Thinking through this article and Vermeylen's, something we might consider in ATX is how we conceptualize community itself. It is so easy in EJ-contexts to make communities our object of study and analysis, which can erase identities and exclusions within them...

How is ecological harm and gentrification experienced by LGBTQ people in Austin? Women? Etcetera? 

Energy and Race

kgupta

What is the energy sector's relationship to racial capitalism? How is its current configuration shaped by legacies of settler colonialism, state bureaucracy, and corporate investment? 

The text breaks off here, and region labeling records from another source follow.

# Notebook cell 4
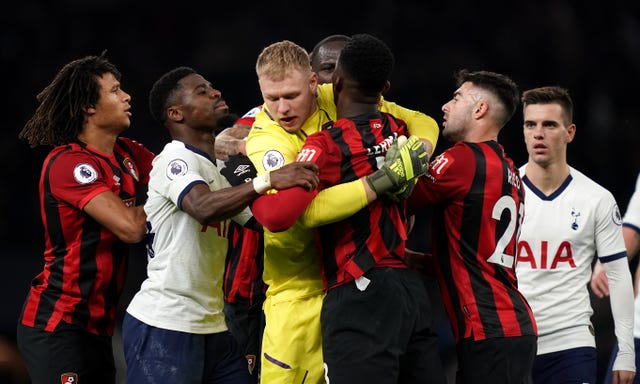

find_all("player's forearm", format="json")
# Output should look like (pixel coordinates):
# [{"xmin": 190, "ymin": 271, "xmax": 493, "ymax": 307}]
[
  {"xmin": 301, "ymin": 179, "xmax": 368, "ymax": 228},
  {"xmin": 603, "ymin": 258, "xmax": 635, "ymax": 371}
]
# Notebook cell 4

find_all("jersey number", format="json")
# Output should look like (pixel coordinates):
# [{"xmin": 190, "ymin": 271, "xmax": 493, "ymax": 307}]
[{"xmin": 487, "ymin": 195, "xmax": 524, "ymax": 268}]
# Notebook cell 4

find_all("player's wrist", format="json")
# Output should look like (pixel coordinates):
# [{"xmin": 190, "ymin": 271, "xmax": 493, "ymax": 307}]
[{"xmin": 253, "ymin": 172, "xmax": 271, "ymax": 195}]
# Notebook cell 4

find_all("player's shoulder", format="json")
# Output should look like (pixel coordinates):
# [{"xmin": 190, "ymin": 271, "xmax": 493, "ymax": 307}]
[{"xmin": 569, "ymin": 167, "xmax": 613, "ymax": 196}]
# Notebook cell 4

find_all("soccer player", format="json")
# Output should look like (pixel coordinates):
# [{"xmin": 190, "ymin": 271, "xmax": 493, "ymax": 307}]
[
  {"xmin": 591, "ymin": 175, "xmax": 640, "ymax": 384},
  {"xmin": 247, "ymin": 40, "xmax": 438, "ymax": 384},
  {"xmin": 215, "ymin": 35, "xmax": 349, "ymax": 378},
  {"xmin": 252, "ymin": 34, "xmax": 446, "ymax": 383},
  {"xmin": 407, "ymin": 70, "xmax": 536, "ymax": 384},
  {"xmin": 309, "ymin": 35, "xmax": 349, "ymax": 84},
  {"xmin": 516, "ymin": 87, "xmax": 635, "ymax": 384},
  {"xmin": 17, "ymin": 53, "xmax": 153, "ymax": 384},
  {"xmin": 122, "ymin": 67, "xmax": 318, "ymax": 383}
]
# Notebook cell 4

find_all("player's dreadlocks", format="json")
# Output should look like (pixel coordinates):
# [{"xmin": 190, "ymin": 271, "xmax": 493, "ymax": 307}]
[{"xmin": 18, "ymin": 50, "xmax": 121, "ymax": 148}]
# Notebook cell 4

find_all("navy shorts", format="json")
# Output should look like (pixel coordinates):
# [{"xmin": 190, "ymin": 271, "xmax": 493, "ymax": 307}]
[
  {"xmin": 533, "ymin": 347, "xmax": 598, "ymax": 384},
  {"xmin": 224, "ymin": 300, "xmax": 265, "ymax": 382},
  {"xmin": 17, "ymin": 322, "xmax": 116, "ymax": 384},
  {"xmin": 603, "ymin": 338, "xmax": 640, "ymax": 384},
  {"xmin": 320, "ymin": 268, "xmax": 446, "ymax": 384},
  {"xmin": 456, "ymin": 336, "xmax": 538, "ymax": 384},
  {"xmin": 122, "ymin": 313, "xmax": 252, "ymax": 384}
]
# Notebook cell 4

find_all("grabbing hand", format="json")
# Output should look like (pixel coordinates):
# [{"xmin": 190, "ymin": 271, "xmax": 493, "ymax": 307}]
[{"xmin": 366, "ymin": 136, "xmax": 429, "ymax": 196}]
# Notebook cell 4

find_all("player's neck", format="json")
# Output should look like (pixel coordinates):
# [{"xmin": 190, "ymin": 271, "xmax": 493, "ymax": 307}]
[{"xmin": 78, "ymin": 127, "xmax": 118, "ymax": 155}]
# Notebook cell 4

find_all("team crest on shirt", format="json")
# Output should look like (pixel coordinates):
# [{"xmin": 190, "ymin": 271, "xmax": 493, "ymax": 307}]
[
  {"xmin": 571, "ymin": 208, "xmax": 580, "ymax": 231},
  {"xmin": 122, "ymin": 157, "xmax": 140, "ymax": 181},
  {"xmin": 166, "ymin": 159, "xmax": 189, "ymax": 180},
  {"xmin": 613, "ymin": 204, "xmax": 622, "ymax": 226},
  {"xmin": 60, "ymin": 372, "xmax": 78, "ymax": 384},
  {"xmin": 73, "ymin": 163, "xmax": 98, "ymax": 184},
  {"xmin": 244, "ymin": 355, "xmax": 256, "ymax": 375},
  {"xmin": 262, "ymin": 149, "xmax": 284, "ymax": 171}
]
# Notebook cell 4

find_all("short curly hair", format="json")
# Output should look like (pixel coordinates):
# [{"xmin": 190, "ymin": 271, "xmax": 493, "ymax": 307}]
[
  {"xmin": 149, "ymin": 67, "xmax": 197, "ymax": 124},
  {"xmin": 338, "ymin": 33, "xmax": 394, "ymax": 94}
]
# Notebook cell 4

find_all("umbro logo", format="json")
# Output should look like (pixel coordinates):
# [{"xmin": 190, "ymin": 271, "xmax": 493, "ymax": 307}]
[{"xmin": 233, "ymin": 164, "xmax": 251, "ymax": 176}]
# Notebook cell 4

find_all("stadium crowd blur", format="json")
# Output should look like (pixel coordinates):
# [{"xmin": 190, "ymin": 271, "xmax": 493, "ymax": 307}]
[{"xmin": 0, "ymin": 0, "xmax": 640, "ymax": 383}]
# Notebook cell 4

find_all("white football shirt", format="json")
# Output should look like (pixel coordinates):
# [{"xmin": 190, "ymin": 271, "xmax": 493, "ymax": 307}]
[
  {"xmin": 127, "ymin": 140, "xmax": 251, "ymax": 334},
  {"xmin": 622, "ymin": 174, "xmax": 640, "ymax": 339},
  {"xmin": 516, "ymin": 164, "xmax": 633, "ymax": 355}
]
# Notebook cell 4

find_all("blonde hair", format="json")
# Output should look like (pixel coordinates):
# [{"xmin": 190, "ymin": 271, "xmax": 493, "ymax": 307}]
[{"xmin": 256, "ymin": 40, "xmax": 311, "ymax": 81}]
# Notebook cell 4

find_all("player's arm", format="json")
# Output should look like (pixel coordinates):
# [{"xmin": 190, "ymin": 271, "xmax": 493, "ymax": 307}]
[
  {"xmin": 302, "ymin": 137, "xmax": 429, "ymax": 227},
  {"xmin": 83, "ymin": 191, "xmax": 147, "ymax": 244},
  {"xmin": 214, "ymin": 124, "xmax": 251, "ymax": 161},
  {"xmin": 590, "ymin": 175, "xmax": 640, "ymax": 298},
  {"xmin": 179, "ymin": 162, "xmax": 319, "ymax": 224},
  {"xmin": 591, "ymin": 225, "xmax": 640, "ymax": 299},
  {"xmin": 603, "ymin": 255, "xmax": 635, "ymax": 374},
  {"xmin": 380, "ymin": 99, "xmax": 440, "ymax": 157}
]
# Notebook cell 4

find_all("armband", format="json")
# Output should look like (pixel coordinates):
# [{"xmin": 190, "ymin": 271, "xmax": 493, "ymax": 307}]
[{"xmin": 253, "ymin": 172, "xmax": 271, "ymax": 194}]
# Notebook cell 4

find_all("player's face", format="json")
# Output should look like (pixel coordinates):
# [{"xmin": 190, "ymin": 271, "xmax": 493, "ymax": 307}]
[
  {"xmin": 258, "ymin": 68, "xmax": 318, "ymax": 133},
  {"xmin": 311, "ymin": 41, "xmax": 346, "ymax": 84},
  {"xmin": 524, "ymin": 103, "xmax": 576, "ymax": 168},
  {"xmin": 442, "ymin": 82, "xmax": 477, "ymax": 143},
  {"xmin": 176, "ymin": 73, "xmax": 229, "ymax": 132},
  {"xmin": 89, "ymin": 73, "xmax": 131, "ymax": 133}
]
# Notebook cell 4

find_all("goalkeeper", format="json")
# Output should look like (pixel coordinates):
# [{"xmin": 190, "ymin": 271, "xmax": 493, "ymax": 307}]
[{"xmin": 252, "ymin": 35, "xmax": 445, "ymax": 383}]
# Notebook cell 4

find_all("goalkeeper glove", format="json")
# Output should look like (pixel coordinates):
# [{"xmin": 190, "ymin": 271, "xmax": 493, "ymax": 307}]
[{"xmin": 365, "ymin": 136, "xmax": 429, "ymax": 196}]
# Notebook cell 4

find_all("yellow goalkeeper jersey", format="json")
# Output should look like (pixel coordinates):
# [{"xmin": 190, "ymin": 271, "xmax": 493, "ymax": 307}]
[{"xmin": 246, "ymin": 84, "xmax": 439, "ymax": 301}]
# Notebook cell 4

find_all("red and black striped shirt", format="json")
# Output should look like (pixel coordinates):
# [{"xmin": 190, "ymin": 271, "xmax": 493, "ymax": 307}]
[
  {"xmin": 222, "ymin": 221, "xmax": 267, "ymax": 305},
  {"xmin": 298, "ymin": 113, "xmax": 407, "ymax": 289},
  {"xmin": 407, "ymin": 141, "xmax": 537, "ymax": 340},
  {"xmin": 20, "ymin": 138, "xmax": 153, "ymax": 336}
]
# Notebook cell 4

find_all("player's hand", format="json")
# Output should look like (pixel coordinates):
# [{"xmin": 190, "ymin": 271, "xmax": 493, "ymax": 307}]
[
  {"xmin": 269, "ymin": 161, "xmax": 320, "ymax": 191},
  {"xmin": 366, "ymin": 136, "xmax": 429, "ymax": 196},
  {"xmin": 591, "ymin": 260, "xmax": 609, "ymax": 299}
]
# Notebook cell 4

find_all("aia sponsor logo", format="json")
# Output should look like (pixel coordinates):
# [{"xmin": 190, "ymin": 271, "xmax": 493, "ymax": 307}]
[{"xmin": 517, "ymin": 240, "xmax": 576, "ymax": 269}]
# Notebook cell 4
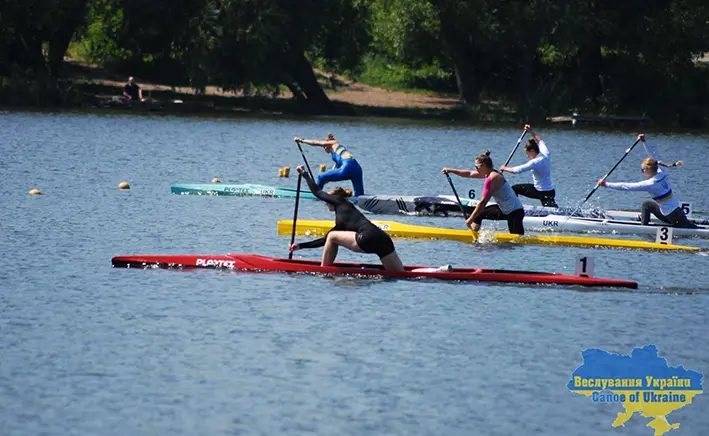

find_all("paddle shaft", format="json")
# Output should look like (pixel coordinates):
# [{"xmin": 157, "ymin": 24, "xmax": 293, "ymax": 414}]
[
  {"xmin": 562, "ymin": 139, "xmax": 640, "ymax": 223},
  {"xmin": 288, "ymin": 174, "xmax": 303, "ymax": 259},
  {"xmin": 500, "ymin": 126, "xmax": 529, "ymax": 172},
  {"xmin": 581, "ymin": 139, "xmax": 640, "ymax": 204},
  {"xmin": 295, "ymin": 141, "xmax": 315, "ymax": 180},
  {"xmin": 446, "ymin": 173, "xmax": 468, "ymax": 220}
]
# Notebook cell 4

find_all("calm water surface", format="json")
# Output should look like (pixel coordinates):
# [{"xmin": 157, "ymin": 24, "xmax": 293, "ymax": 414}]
[{"xmin": 0, "ymin": 113, "xmax": 709, "ymax": 435}]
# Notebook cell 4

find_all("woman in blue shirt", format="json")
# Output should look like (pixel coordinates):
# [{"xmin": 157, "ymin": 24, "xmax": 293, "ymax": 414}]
[{"xmin": 294, "ymin": 133, "xmax": 364, "ymax": 197}]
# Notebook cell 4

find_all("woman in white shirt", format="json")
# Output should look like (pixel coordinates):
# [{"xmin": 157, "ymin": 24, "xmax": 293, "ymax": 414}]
[
  {"xmin": 500, "ymin": 127, "xmax": 559, "ymax": 207},
  {"xmin": 598, "ymin": 134, "xmax": 697, "ymax": 229}
]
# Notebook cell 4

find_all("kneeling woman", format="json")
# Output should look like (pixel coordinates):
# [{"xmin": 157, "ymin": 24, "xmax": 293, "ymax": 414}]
[
  {"xmin": 598, "ymin": 135, "xmax": 698, "ymax": 229},
  {"xmin": 443, "ymin": 150, "xmax": 524, "ymax": 235},
  {"xmin": 290, "ymin": 165, "xmax": 404, "ymax": 271},
  {"xmin": 294, "ymin": 133, "xmax": 364, "ymax": 197}
]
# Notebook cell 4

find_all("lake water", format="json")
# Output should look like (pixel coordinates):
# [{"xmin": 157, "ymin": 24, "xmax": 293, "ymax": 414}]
[{"xmin": 0, "ymin": 112, "xmax": 709, "ymax": 435}]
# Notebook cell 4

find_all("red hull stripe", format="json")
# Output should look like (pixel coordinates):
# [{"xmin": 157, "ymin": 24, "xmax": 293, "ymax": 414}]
[{"xmin": 111, "ymin": 254, "xmax": 638, "ymax": 289}]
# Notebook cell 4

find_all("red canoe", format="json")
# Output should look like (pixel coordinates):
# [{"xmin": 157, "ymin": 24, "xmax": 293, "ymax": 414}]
[{"xmin": 111, "ymin": 253, "xmax": 638, "ymax": 289}]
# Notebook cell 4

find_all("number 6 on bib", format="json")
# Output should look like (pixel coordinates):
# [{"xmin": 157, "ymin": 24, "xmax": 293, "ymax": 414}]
[{"xmin": 655, "ymin": 226, "xmax": 673, "ymax": 244}]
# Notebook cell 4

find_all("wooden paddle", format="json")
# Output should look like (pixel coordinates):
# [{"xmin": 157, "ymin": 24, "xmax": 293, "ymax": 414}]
[
  {"xmin": 562, "ymin": 138, "xmax": 640, "ymax": 228},
  {"xmin": 288, "ymin": 173, "xmax": 303, "ymax": 259},
  {"xmin": 445, "ymin": 173, "xmax": 478, "ymax": 242},
  {"xmin": 295, "ymin": 141, "xmax": 315, "ymax": 183},
  {"xmin": 500, "ymin": 124, "xmax": 530, "ymax": 174}
]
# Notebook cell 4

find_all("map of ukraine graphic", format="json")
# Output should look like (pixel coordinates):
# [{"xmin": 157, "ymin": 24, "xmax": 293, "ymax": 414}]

Settler Colonialism in Texas

kgupta

Environmental justice narratives in the U.S. often fall into "sacrifice zone" narratives that universalize experiences on the community-level, reproducing specifically bounded narratives about American lives and livelihoods, relationships to nature and capital, and the kinds of knowledge and authority that matter. Vermeylen's article disrupts this idea, rightfully arguing that environmental justice requires a more upfront confrontation with the socio-historical causes of oppression brought about by coloniality, as well as the fact that we need to question the righteousness of EJ discourses that rely on white settler logics.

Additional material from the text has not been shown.